See previous story: Devin Nunes Files Defamation Complaint against Reporter Ryan Lizza

Generally, in order for a statement to be considered grounds for defamation, it has to communicate a false statement of fact. Because an opinion can neither be proven true or untrue, a defamation claim based on an opinion often fails.  Nunes’ claim–defamation by implication–fell somewhere between these two ends of the spectrum, but still required evidence that a reasonable reader would take the article’s language to mean Nunes had broken the law and that Lizza had intended to impart this false information.

In his 48-page opinion, District Judge C.J. Williams ruled that none of the 11 allegedly defamatory statements were grounds for defamation. Some, such as Lizza’s claims that Nunes and his family were keeping a “secret,” Williams dismissed because they were too ambiguous to be actionable. 
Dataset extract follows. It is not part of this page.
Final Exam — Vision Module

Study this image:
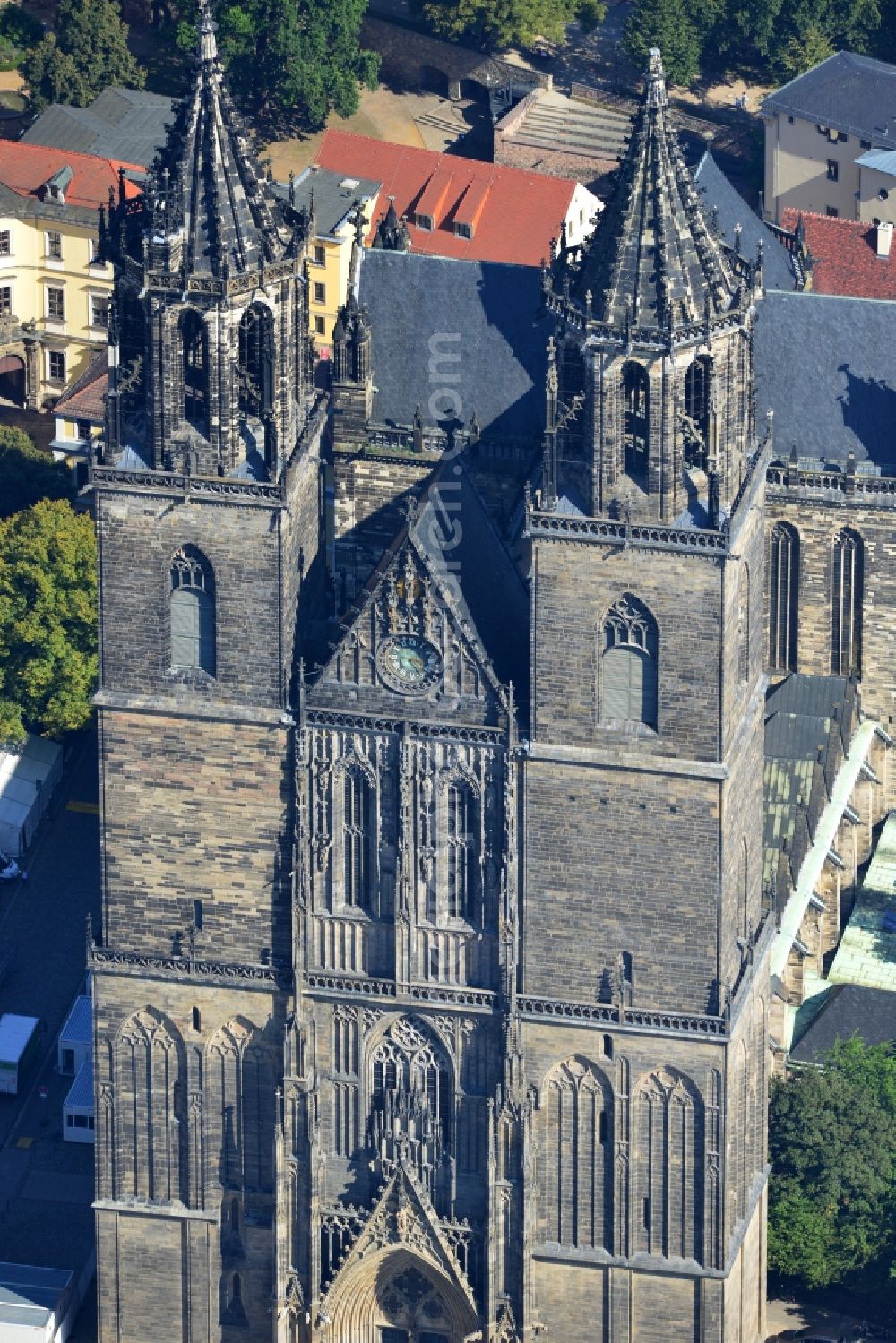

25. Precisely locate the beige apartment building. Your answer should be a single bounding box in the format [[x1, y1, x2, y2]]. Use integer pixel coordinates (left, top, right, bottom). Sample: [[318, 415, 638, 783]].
[[0, 141, 142, 409], [762, 51, 896, 224]]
“There is no precise meaning for how many people can know a fact for it to remain a ‘secret’ nor is there an accepted line between ‘hiding’ or ‘concealing’ a fact and simply declining to publicize it. Likewise, in this context there is no precise meaning of ‘conspiracy,’ Williams wrote of three statements.

Williams also noted that the article was written in first-person and that Lizza was well known as a left-wing writer. A reader, then, would probably read Lizza’s characterizations of Nunes as subjective and terms like “secret” and “conspired” as “the type of hyperbole that is to be expected in the political arena rather than insinuation of fact,” Williams reasoned. 

In his opinion, Williams dismissed the suit but did not order Nunes to pay Lizza and Esquire’s attorney’s fees.